I considered this. I told myself I didn’t believe in curses or wishes for free. But the image of the old pike wouldn’t let go.

“If she’s there, we could catch her,” I told him abruptly. “It’s our river. We could.”

It was suddenly clear to me; not only possible, but an obligation. I
thought of the dreams that had plagued me ever since Father died; dreams of drowning, of rolling blind in the black surf of the swollen Loire with the clammy feel of dead flesh all around me, of screaming and feeling my scream forced back into my throat, of drowning in myself. Somehow the pike personified all that, and though my thinking was certainly not as analytical as that, something in me was suddenly certain—certain—that if I were to catch Old Mother,
something
might happen. What it might be I would not articulate even to myself. But something, I thought in mounting, incomprehensible excitement.
Something
.

Paul looked at me in bewilderment. “Catch her?” he repeated. “What for?”

“It’s our river,” I said stubbornly. “It shouldn’t be in our river.” What I wanted to say was that the pike
offended
me in some secret, visceral way, much more so than the snakes: its slyness, its age, its evil complacency. But I could think of no way to say it. It was a monster.

“’Sides, you’d never do it,” Paul went on. “I mean, people have
tried
. Grownup people. With lines and nets an’ all. It bites through the nets. And the lines…it breaks them right snap down the middle. It’s strong, see. Stronger than either of us.”

“Doesn’t have to be,” I insisted. “We could trap it.”

“You’d hafta be bloody clever to trap Old Mother,” said Paul stolidly.

“So?” I was beginning to be angry now, and I faced him with fists and face both clenched in frustration. “So we’ll
be
clever. Cassis and me and Reinette and you. All four of us. Unless you’re scared.”

“I’m not s-scared, but it’s im-im-impossible.” He was stuttering again, as he always did when he felt under pressure.

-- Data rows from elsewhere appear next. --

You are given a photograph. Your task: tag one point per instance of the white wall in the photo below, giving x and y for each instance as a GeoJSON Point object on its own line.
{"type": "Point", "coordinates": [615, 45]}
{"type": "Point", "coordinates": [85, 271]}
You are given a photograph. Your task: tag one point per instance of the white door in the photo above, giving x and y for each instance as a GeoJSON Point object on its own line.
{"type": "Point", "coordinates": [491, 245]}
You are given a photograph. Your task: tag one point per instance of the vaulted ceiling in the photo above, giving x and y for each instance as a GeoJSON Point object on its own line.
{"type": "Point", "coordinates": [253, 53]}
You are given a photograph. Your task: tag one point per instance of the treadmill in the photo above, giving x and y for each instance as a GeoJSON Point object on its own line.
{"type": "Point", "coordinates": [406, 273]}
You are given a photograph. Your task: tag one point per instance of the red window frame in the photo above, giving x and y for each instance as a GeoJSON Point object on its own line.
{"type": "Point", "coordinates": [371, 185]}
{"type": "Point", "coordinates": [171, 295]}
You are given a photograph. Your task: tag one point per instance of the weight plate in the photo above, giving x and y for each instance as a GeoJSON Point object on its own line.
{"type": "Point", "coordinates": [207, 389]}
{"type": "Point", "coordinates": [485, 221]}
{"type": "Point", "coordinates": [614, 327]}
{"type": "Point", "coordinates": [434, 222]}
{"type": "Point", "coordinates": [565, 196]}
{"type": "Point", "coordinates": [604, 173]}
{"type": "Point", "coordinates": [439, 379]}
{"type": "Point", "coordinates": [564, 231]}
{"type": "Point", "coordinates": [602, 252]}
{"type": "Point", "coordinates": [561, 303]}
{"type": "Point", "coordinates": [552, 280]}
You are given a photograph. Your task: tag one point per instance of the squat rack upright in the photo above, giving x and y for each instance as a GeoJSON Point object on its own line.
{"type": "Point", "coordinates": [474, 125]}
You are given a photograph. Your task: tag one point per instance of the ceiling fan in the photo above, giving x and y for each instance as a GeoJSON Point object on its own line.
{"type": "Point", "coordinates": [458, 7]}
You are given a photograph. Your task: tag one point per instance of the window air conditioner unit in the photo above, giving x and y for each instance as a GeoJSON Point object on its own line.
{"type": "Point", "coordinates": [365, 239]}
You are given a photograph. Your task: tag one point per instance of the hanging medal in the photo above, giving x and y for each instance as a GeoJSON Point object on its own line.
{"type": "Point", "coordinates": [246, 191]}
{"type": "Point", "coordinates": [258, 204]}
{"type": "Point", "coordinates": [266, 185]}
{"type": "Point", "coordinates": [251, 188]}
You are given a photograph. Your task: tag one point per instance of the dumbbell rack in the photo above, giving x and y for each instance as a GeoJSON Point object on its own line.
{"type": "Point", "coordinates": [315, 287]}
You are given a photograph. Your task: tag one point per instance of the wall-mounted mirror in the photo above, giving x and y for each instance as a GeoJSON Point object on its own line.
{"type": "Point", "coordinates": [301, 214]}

I looked at him. “Well, I’ll do it on my own if you won’t help. And I’ll catch the old pike too. You just wait.” For some reason my eyes were stinging. I wiped them furtively with the heel of my hand. I could see Paul watching me with a curious expression, but he said
nothing. Viciously, I poked at the hot shallows with my net. “’S only an old
fish
,” I said. Poke. “I’ll get it and I’ll hang it on the Standing Stones.” Poke. “Right
there
.” I pointed at the Treasure Stone with my dripping net. “Right there,” I said again in a low voice, spitting on the ground to prove that what I said was true.